Reproduction of reference method for serum glucose detection and comparison with routine glucose kits / 中华检验医学杂志

ABSTRACT

Objective To reproduce and validate the hexokinase reference method for glucose detection and compare other 5 routine glucose kits with this reference method. Methods The CDC hexokinase reference method for glucose detection was established and the performance was validated through testing a standard reference material (SRM) and participating in the IFCC ring-trial for reference laboratories for glucose evaluation. The CLSI EP 9-A2 protocol was used to compare the 5 routine glucose kits with the hexokinase reference method. Forty serum samples were analyzed by 5 routine kits and the hexokinase reference method. Results When SRM 965a was determined by the reference method,the bias of level 2 and level 3 were 0. 93%, -0. 23% respectively. The results for IFCC ring trial were within the accepted range.

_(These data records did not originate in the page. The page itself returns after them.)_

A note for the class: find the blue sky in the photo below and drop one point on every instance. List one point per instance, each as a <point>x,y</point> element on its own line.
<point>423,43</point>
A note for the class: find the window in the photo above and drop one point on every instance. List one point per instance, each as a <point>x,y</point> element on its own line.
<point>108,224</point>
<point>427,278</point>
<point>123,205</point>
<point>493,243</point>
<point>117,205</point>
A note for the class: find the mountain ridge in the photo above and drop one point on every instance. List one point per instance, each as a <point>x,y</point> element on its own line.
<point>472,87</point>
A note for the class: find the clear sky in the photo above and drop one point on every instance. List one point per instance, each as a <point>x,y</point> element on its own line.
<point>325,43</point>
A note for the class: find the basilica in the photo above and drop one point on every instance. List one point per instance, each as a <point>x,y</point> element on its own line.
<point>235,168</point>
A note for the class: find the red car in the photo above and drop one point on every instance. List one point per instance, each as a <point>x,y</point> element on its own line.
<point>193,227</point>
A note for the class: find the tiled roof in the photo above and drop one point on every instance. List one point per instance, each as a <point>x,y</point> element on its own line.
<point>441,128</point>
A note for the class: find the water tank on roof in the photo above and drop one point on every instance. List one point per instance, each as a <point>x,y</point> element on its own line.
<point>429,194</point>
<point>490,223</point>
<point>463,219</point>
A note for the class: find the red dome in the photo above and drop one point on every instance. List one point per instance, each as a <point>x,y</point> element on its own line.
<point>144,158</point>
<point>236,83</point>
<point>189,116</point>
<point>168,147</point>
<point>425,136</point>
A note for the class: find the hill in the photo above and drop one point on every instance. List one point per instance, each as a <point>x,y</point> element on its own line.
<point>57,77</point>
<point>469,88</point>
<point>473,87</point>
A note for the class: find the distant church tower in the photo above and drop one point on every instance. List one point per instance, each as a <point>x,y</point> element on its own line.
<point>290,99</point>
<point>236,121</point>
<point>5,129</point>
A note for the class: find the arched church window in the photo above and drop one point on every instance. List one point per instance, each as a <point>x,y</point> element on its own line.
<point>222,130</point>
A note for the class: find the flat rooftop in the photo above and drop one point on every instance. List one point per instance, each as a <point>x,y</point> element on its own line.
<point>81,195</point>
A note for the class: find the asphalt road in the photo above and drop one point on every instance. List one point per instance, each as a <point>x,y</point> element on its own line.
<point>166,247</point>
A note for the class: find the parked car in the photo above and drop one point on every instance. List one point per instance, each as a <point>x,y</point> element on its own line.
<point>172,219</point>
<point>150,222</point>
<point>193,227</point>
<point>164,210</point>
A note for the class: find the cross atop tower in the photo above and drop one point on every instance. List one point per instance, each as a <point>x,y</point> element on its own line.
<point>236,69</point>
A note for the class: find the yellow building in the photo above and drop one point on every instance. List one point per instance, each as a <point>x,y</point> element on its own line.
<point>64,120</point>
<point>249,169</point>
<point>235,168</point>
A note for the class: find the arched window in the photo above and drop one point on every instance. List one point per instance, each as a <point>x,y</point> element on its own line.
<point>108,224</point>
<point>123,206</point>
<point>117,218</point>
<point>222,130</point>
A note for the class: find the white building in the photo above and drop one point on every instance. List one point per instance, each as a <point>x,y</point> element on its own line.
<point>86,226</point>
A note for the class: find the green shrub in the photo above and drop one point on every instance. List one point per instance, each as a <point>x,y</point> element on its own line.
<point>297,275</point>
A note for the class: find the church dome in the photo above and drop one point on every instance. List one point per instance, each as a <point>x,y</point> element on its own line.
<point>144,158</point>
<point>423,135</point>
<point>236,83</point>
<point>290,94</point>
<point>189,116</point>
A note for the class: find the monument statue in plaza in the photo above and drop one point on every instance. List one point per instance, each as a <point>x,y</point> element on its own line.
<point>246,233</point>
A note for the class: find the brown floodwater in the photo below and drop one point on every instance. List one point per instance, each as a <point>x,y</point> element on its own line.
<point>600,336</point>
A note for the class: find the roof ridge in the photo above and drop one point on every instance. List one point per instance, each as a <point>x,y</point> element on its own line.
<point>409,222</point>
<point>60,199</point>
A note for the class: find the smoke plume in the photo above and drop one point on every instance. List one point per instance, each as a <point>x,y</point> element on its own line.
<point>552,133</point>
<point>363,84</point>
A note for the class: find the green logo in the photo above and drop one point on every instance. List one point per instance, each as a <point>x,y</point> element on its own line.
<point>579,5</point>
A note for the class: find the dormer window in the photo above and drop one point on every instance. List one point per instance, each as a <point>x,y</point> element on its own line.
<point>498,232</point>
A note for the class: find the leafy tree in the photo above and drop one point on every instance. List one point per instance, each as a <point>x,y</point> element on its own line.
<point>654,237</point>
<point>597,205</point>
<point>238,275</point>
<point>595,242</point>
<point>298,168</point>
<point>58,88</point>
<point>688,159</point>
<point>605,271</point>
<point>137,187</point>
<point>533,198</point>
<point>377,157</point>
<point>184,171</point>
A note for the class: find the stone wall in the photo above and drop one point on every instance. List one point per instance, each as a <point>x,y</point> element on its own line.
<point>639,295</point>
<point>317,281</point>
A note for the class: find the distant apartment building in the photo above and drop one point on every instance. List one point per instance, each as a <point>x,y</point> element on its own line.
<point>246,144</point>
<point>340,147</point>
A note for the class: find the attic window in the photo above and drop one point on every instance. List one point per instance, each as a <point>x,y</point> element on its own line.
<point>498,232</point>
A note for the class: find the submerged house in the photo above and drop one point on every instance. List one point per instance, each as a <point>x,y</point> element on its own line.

For the 5 routine kits, the confidence intervals of the predictive bias at the medical decision point Xc (Xc = 6. 11 mmol/L) were all within the range of defined acceptable error (10%) and the range of biological variation bias (6.9%). Conclusions The hexokinase reference method for serum glucose was reproduced in our lab. The serum glucose results measured with 5 routine kits were different from results detected with the reference method, but the bias was acceptable,and it will not affect the detection results.